O americano é um sociólogo, Michael Lind, e o alemão é o Ulrich Beck, que se notabilizou por um ensaio, aliás, muito importante, um livro muito bom, chamado "Sociedade de Risco". Também usou pela primeira vez, no início dos anos 1990, a palavra brasilianização, mais ou menos na mesma época em que o Lind estava usando. Eu já explico a circunstância.

Só que um usou em um sentido negativo, a brasilianização da sociedade americana significa que nós estamos indo para uma direção horrível, cada vez pior, a nação americana está se degradando socialmente. O Ulrich Beck apontava a brasilianização do mundo como uma espécie de apoteose global. Ou seja, o mundo está cada vez mais parecido com o Brasil, por que nós estamos adentrando alguma coisa que ele chama o admirável mundo novo do trabalho, que é o trabalho precário ou o trabalho flexível, como nós fizemos, e para esse paraíso do trabalho precário e flexível, esse alemão, Ulrich Beck, escolheu o Brasil. Poderia ter escolhido a Índia, a África do Sul, qualquer outro país, mas escolheu o Brasil, e o Michael Lind também escolheu o Brasil para dizer o contrário.

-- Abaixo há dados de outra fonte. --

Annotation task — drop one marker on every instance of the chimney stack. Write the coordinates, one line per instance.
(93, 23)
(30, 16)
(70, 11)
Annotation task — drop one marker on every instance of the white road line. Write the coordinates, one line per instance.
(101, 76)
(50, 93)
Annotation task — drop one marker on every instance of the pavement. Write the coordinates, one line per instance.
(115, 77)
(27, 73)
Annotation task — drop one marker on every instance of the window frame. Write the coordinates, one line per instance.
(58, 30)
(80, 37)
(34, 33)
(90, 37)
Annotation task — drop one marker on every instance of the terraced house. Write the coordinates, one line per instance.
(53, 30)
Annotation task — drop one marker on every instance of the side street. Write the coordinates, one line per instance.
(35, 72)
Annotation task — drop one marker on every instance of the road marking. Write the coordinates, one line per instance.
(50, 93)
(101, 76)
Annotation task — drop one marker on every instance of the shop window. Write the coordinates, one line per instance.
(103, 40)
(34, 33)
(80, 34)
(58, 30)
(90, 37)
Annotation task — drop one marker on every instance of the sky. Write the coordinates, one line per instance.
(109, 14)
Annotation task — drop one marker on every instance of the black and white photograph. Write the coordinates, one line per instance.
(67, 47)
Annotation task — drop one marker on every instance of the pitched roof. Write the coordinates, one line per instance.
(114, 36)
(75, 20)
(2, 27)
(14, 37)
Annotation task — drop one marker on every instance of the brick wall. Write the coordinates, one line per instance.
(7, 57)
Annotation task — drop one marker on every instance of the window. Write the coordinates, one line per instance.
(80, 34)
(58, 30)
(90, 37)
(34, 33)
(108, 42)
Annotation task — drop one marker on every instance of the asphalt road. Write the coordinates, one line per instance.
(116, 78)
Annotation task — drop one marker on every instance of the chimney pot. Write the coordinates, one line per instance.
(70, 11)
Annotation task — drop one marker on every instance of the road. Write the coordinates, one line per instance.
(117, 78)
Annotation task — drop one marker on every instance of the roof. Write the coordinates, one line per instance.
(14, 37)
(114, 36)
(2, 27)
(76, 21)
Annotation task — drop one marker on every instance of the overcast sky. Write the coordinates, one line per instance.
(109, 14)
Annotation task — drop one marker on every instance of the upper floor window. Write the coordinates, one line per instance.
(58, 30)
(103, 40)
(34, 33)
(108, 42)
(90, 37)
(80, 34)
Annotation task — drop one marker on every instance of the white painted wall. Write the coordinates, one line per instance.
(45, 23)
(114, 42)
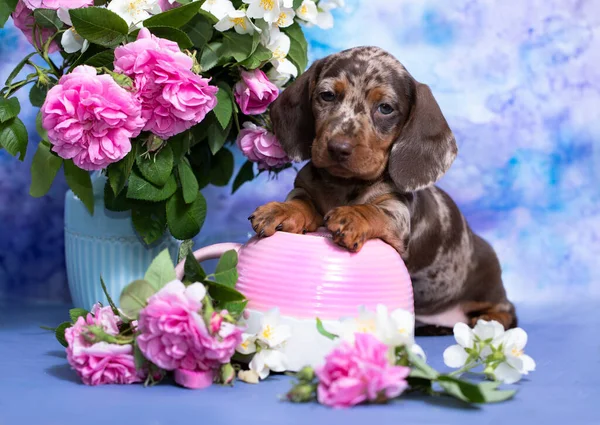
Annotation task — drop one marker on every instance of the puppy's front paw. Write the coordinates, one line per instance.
(283, 216)
(349, 228)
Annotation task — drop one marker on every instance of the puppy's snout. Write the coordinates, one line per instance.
(339, 149)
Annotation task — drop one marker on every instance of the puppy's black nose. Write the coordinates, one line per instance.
(339, 149)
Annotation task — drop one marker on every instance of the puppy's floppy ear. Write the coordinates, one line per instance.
(426, 147)
(292, 115)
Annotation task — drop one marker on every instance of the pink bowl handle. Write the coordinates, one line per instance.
(210, 252)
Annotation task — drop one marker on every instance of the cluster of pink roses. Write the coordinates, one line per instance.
(254, 93)
(91, 119)
(171, 333)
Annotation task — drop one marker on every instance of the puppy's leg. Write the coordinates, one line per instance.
(296, 215)
(386, 218)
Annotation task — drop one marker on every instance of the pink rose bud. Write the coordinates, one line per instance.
(90, 119)
(254, 92)
(262, 147)
(215, 323)
(359, 372)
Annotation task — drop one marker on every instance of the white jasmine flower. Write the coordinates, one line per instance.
(71, 41)
(218, 8)
(266, 361)
(248, 344)
(286, 18)
(264, 9)
(134, 12)
(516, 363)
(237, 20)
(272, 334)
(308, 11)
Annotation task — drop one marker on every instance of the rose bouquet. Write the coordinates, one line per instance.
(154, 93)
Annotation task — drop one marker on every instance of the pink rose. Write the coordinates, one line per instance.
(254, 92)
(359, 372)
(91, 119)
(100, 363)
(24, 20)
(57, 4)
(260, 146)
(173, 98)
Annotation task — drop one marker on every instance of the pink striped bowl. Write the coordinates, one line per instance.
(308, 276)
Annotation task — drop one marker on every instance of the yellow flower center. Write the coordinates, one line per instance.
(281, 19)
(267, 332)
(267, 4)
(239, 21)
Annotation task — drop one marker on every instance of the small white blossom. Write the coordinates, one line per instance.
(134, 12)
(264, 9)
(237, 20)
(308, 11)
(218, 8)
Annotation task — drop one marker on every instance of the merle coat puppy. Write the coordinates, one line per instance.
(377, 142)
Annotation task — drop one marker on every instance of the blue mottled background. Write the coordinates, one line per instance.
(518, 81)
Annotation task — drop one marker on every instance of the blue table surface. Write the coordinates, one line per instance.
(37, 385)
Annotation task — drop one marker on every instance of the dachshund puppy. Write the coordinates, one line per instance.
(377, 142)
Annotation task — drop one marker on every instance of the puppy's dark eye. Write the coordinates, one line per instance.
(385, 109)
(327, 96)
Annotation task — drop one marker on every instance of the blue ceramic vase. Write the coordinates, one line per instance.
(104, 244)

Eu falei: bom, então eu vou explorar isso. Para o alemão, para o Ulrich Beck, que não é um idiota, pelo contrário, é grande sociólogo, mas cometeu esse, digamos, deslize apologético, nós confirmávamos a nossa vocação de país do futuro. Se vocês quiserem conviver bem de uma maneira feliz, não ressentida, não desconfortável com esse novo mundo do trabalho desintegrado, precarizado, flexibilizado, sem direitos, olhem para o Brasil, como eles são felizes, lá tem samba, tem Carnaval, tem sociedade simpática e todo o mundo se vira em uma boa. Não sei, acho que o sociólogo teve um surto, viu um filme colorido com Doris Day no Brasil e "olha, o Brasil do futuro se completou, está lá e é o futuro da humanidade que se espelha no Brasil, que é essa nova sociedade do trabalho em reformulação".

O americano dizia: "Uma sociedade do trabalho em desintegração, veja o estado lamentável da desindustrialização americana, a degradação do centro da cidade, mire-se no exemplo", e ele escolheu o Brasil, poderia ter escolhido outro, poderia ter escolhido a Índia, a Indonésia, a África do Sul, isto é, qualquer país de renda média que nós chamaríamos de semiperiferia, que é onde nós estamos. Nós não somos periferia extrema nem núcleo orgânico do sistema. Nós somos uma espécie de classe média mundial. Não sei por que ele escolheu o Brasil, porque o futuro dos Estados Unidos é como o Brasil: é uma sociedade de castas, em que há uma espécie de guerra de todos contra todos, mas lá embaixo, esquecendo o topo da pirâmide, se pode viver tranquilamente.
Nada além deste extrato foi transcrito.